First, the Vatican instructs underlings to remove "Yahweh" from songs and prayers. This is funny all in itself. The Vatican can't do anything about Roman Catholic senators and congressmen who a pro-aborts; but it can tell people to stop saying or singing "Yahweh."
As usual for the Vatican, the rationale is impenetrable. The Vatican intones that it "was held to be unpronounceable and hence was replaced during the reading of sacred Scripture by means of the use of an alternate name: Adonai, which means 'Lord.'" Uh, yeah.
"Was held to be"? By whom? Certainly not by the actual writers of God-breathed Scripture, who employed the name well over 6800 times. No, the prophets and Moses give no sign that believers should do anything other than revere, respect, trust, flee to, and take sacred oaths by that name.

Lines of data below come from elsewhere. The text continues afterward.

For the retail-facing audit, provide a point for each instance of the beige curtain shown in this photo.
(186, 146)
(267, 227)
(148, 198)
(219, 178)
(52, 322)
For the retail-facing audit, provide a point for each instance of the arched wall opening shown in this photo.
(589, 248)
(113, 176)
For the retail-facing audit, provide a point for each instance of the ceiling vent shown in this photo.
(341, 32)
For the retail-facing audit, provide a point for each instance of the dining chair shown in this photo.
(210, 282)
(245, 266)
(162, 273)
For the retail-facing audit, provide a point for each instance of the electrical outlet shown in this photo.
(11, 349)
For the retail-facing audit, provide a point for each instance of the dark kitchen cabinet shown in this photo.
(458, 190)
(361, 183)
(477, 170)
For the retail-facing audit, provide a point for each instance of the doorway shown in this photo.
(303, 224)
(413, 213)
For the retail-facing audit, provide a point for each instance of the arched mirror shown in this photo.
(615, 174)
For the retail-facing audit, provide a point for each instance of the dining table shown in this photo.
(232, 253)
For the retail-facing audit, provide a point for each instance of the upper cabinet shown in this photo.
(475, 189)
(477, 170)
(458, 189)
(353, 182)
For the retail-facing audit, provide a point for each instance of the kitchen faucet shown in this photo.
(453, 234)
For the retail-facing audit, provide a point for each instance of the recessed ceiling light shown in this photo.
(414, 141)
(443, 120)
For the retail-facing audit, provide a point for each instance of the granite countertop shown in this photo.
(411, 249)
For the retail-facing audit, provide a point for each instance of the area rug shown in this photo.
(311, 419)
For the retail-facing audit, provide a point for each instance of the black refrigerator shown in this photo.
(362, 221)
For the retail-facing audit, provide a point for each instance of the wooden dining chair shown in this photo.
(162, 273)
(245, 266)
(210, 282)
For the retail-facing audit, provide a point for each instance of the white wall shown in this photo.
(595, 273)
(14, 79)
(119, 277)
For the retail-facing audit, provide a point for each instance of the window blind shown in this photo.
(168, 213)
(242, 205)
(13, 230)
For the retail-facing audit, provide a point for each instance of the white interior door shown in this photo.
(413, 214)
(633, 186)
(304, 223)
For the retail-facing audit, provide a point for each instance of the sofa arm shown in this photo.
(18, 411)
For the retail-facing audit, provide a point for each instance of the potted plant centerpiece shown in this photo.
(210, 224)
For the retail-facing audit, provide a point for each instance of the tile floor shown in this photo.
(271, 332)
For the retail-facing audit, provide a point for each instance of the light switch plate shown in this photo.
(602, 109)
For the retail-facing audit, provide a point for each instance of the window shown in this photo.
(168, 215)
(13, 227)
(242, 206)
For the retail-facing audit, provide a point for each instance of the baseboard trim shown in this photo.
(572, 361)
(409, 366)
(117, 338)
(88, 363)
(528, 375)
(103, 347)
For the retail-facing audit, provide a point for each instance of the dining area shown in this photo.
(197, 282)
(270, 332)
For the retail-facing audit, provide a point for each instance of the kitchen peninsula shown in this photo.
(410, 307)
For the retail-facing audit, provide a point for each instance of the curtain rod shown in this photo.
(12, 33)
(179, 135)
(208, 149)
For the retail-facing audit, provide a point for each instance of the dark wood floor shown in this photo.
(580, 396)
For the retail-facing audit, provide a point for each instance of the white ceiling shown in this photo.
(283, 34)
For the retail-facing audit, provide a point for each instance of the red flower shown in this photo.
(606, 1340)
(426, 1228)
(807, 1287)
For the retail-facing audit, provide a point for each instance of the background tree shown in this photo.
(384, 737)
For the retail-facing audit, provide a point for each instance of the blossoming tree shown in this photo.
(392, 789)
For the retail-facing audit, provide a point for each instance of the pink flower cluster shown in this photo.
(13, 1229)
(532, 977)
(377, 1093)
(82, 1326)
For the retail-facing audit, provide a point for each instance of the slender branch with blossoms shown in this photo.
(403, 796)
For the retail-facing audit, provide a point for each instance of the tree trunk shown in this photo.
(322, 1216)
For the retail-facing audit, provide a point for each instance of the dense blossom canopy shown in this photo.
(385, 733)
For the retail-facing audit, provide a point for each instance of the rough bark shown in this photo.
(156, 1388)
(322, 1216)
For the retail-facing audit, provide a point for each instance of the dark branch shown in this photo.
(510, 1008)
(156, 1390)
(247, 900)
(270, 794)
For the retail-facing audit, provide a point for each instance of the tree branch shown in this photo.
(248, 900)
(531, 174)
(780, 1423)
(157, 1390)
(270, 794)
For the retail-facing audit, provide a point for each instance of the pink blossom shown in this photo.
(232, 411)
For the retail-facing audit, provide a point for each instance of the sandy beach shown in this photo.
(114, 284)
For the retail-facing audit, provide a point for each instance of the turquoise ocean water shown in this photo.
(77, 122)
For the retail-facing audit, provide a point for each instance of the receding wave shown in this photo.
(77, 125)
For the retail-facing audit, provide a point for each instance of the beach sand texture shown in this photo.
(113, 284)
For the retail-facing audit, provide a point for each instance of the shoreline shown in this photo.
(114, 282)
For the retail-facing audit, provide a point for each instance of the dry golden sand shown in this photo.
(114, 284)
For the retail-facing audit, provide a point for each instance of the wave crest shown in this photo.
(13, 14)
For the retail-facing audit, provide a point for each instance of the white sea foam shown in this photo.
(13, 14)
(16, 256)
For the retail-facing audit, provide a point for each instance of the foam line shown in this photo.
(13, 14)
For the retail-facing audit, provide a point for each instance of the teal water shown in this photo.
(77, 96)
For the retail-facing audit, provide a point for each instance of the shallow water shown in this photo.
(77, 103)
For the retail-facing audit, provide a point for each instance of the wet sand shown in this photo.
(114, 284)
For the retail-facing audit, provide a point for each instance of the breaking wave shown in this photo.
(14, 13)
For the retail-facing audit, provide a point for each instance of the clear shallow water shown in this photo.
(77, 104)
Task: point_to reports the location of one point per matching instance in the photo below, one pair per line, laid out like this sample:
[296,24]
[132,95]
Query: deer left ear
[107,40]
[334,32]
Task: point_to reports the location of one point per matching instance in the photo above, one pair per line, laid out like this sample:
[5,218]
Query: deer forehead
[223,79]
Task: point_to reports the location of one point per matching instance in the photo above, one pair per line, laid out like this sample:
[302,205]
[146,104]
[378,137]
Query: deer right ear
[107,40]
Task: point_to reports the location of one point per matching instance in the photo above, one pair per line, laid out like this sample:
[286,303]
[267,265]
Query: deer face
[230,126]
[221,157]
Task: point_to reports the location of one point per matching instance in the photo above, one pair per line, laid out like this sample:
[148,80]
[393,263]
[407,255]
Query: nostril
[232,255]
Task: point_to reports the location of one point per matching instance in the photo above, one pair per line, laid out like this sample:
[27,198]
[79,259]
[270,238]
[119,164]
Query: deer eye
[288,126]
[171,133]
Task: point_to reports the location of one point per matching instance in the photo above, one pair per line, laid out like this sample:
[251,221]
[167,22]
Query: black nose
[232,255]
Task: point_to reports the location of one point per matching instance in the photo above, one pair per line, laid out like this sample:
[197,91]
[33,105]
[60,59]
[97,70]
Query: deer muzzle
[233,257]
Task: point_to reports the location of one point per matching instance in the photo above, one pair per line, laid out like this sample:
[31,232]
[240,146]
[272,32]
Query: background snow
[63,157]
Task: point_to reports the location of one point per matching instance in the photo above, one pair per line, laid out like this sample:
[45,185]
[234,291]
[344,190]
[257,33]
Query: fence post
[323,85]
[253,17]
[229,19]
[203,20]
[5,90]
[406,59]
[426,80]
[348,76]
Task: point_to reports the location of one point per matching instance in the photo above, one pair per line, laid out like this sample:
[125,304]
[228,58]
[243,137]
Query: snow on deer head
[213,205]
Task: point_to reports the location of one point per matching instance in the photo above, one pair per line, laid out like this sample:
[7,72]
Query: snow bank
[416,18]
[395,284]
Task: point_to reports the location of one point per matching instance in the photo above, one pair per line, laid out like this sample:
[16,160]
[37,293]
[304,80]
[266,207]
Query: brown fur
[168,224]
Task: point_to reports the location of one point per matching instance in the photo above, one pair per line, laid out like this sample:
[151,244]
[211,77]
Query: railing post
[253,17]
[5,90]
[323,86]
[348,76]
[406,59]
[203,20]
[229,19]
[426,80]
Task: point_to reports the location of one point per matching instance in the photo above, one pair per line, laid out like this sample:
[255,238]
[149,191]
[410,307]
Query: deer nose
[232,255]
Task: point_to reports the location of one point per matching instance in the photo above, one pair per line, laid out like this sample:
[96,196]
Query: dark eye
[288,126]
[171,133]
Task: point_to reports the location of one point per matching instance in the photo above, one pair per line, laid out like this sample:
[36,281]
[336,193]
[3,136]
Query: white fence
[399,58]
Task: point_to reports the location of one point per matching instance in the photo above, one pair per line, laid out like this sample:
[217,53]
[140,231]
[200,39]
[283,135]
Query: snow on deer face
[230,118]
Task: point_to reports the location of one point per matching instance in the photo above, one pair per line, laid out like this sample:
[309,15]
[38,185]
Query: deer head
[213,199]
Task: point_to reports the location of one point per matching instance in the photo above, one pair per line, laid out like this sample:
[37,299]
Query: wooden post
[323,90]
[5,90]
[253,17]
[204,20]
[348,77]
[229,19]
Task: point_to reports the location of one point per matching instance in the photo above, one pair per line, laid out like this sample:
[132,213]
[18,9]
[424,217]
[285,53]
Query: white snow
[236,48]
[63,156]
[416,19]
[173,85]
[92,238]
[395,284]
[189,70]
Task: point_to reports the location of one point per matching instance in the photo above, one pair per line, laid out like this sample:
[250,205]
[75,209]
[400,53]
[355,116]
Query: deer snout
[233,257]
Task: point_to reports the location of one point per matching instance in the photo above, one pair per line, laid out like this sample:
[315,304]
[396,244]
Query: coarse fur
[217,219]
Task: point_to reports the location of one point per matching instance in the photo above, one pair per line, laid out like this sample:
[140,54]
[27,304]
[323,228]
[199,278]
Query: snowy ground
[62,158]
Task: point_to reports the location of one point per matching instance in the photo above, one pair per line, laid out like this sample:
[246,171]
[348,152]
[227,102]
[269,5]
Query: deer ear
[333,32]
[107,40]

By whom, then? Well, like everything else for Rome - by tradition. So there.
But wait. It gets worse.
Because second, we're then told that
Protestants should be following their lead, said Carol Bechtel, professor of Old Testament at Western Theological Seminary in Holland, Michigan. "It's always left me baffled and perplexed and embarrassed that we sprinkle our hymns with that name," she said. "Whether or not there are Jewish brothers and sisters in earshot, the most obvious reason to avoid using the proper and more personal name of God in the Old Testament is simply respect for God."Okay, so this lady is "professor" of a book that boldly uses the Name over 6800 times - but she has "always" been "baffled and perplexed and embarrassed that we sprinkle our hymns with that name"? Really? Baffled?
Well, I don't know. I'll just take a stab at it here, a shot in the dark, but - is it maybe because it's all over the Bible? Is that perhaps the explanation?
But she's concerned about "Jewish brothers and sisters"? What does she mean - Jewish Christians? Then they should be well-liberated from the traditions of the elders now, set free with the liberty of the sons of God, their consciences captive to the Word alone. Right?
But if she's concerned about offending unbelieving Jews? How far is she going to go with that concern of hers? God says His name 6800+ times, and she says "Shush!" So... what about this whole "Jesus is Lord" thing, then? That really offends unbelievers. What about "Messiah atoned for sin on the Cross"? Really, really offensive. Shall we drop that, too?
And Bible-believers should follow Rome's lead? I'll retire to Bedlam.
There are more bobbles and semi-bobbles of less significance, but the end-note is: John Witvliet, director of the Calvin Institute of Christian Worship, says, "Some people said using Yahweh emphasized for them the transcendence of God, which you might say is precisely the goal of not saying the term."
Can anyone make any sense of that? And that, from Calvin institute?
Against it, this:
To Seth also a son was born, and he called his name Enosh. At that time people began to call upon the name of [Yahweh] (Genesis 4:26)But none of that has any place in this. It's all "I feel/don't feel," "they will feel," "it has been done"....
It is [Yahweh] your God you shall fear. Him you shall serve and by his name you shall swear (Deuteronomy 6:13)
You shall fear the LORD your God. You shall serve him and hold fast to him, and by his name you shall swear (Deuteronomy 10:20)
Pour out your anger on the nations that do not know you, and on the kingdoms that do not call upon your name! (Psalm 79:6)
Then we shall not turn back from you; give us life, and we will call upon your name (Psalm 80:18)
Oh give thanks to [Yahweh]; call upon his name; make known his deeds among the peoples! (Psalm 105:1)
I will lift up the cup of salvation and call on the name of [Yahweh] (Psalm 116:13)
I will offer to you the sacrifice of thanksgiving and call on the name of [Yahweh] (Psalm 116:17)
And you will say in that day: "Give thanks to [Yahweh], call upon his name, make known his deeds among the peoples, proclaim that his name is exalted (Isaiah 12:4)
I don't know, call me a contrarian. But I think the actual text of the Bible should have some bearing on how we worship of the God who wrote it.